La procédure étant en état et l'affaire susceptible d'être jugée au fond, l'ordonnance de clôture a été rendue le 11 mars 2024, l’affaire a été retenue à l’audience du même jour et la date de délibéré a été fixée au 13 mai 2024, date à laquelle a été rendu le présent jugement par mise à disposition au greffe.
[DÉBATS NON PUBLICS – Motivation de la décision occultée]
PAR CES MOTIFS
Le juge aux affaires familiales, statuant publiquement, après débats en chambre du conseil, par jugement réputé contradictoire et en premier ressort :
Vu l’ordonnance sur mesures provisoires du 25 septembre 2023 ;
CONSTATE que le juge français est compétent et la loi française applicable ;
PRONONCE aux torts de l’époux sur le fondement de l’article 242 du code civil le divorce de :
Madame [I] [H] née le [Date naissance 1] 1996 à [Localité 15] (Algérie)
et de
Monsieur [J] [G] né le [Date naissance 3] 1977 à [Localité 12] (Roumanie)
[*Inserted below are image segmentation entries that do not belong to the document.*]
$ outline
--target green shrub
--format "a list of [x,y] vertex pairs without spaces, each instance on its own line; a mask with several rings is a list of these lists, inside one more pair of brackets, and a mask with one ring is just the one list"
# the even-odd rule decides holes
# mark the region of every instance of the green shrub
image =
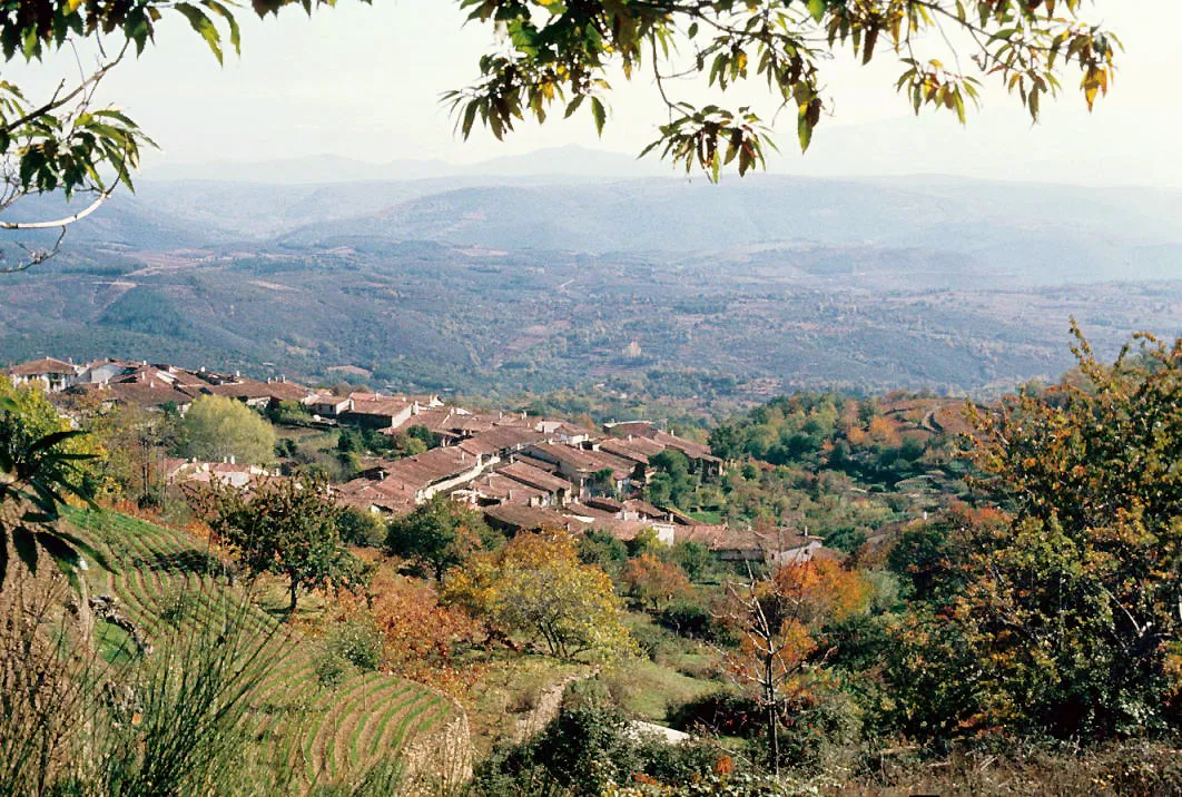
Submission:
[[349,662],[331,652],[320,654],[316,660],[316,680],[325,689],[331,689],[345,680]]
[[586,702],[565,708],[537,738],[494,749],[476,767],[473,791],[599,795],[637,775],[682,788],[712,772],[719,757],[710,745],[670,745],[637,734],[617,709]]
[[687,733],[749,738],[762,732],[764,713],[751,698],[730,689],[719,689],[676,706],[667,717],[669,725]]
[[358,669],[374,670],[382,663],[382,631],[371,615],[362,614],[329,633],[327,649]]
mariés le [Date mariage 6] 2018 à [Localité 11] (Algérie).;
ORDONNE la mention du divorce en marge de l’acte de mariage ainsi qu’en marge de l’acte de naissance de chacun des époux et, en tant que de besoin, sur les registres du service du ministère des affaires étrangères à [Localité 13], conformément aux dispositions de l'article 1082 du Code de procédure civile ;
DIT que seul le dispositif du jugement pourra être reproduit pour la transcription de la décision dans un acte authentique ou dans un acte public ;
FIXE la date des effets du divorce concernant les biens entre les époux au 24 février 2023, date de la demande en divorce ;
DIT que chacun des époux à la suite du divorce perd l’usage du nom de son conjoint ;
RAPPELLE que le divorce emporte révocation de plein droit des avantages matrimoniaux qui ne prennent effet qu’à la dissolution du régime matrimonial ou au décès de l’un des époux et des dispositions à cause de mort, accordés par un époux envers son conjoint par contrat de mariage ou pendant l’union, sauf volonté contraire de l’époux qui les a consentis;
RENVOIE les parties à procéder amiablement, en tant que besoin, aux opérations de compte, liquidation et partage de leurs intérêts patrimoniaux devant tout notaire de leur choix, et en cas de litige, à saisir le juge aux affaires familiales par assignation en partage, et ce, conformément aux dispositions des articles 1359 et suivants du code de procédure civile ;
DIT n'y avoir lieu à exécution provisoire sur le prononcé du divorce ;
CONDAMNE Monsieur [J] [G] aux entiers dépens.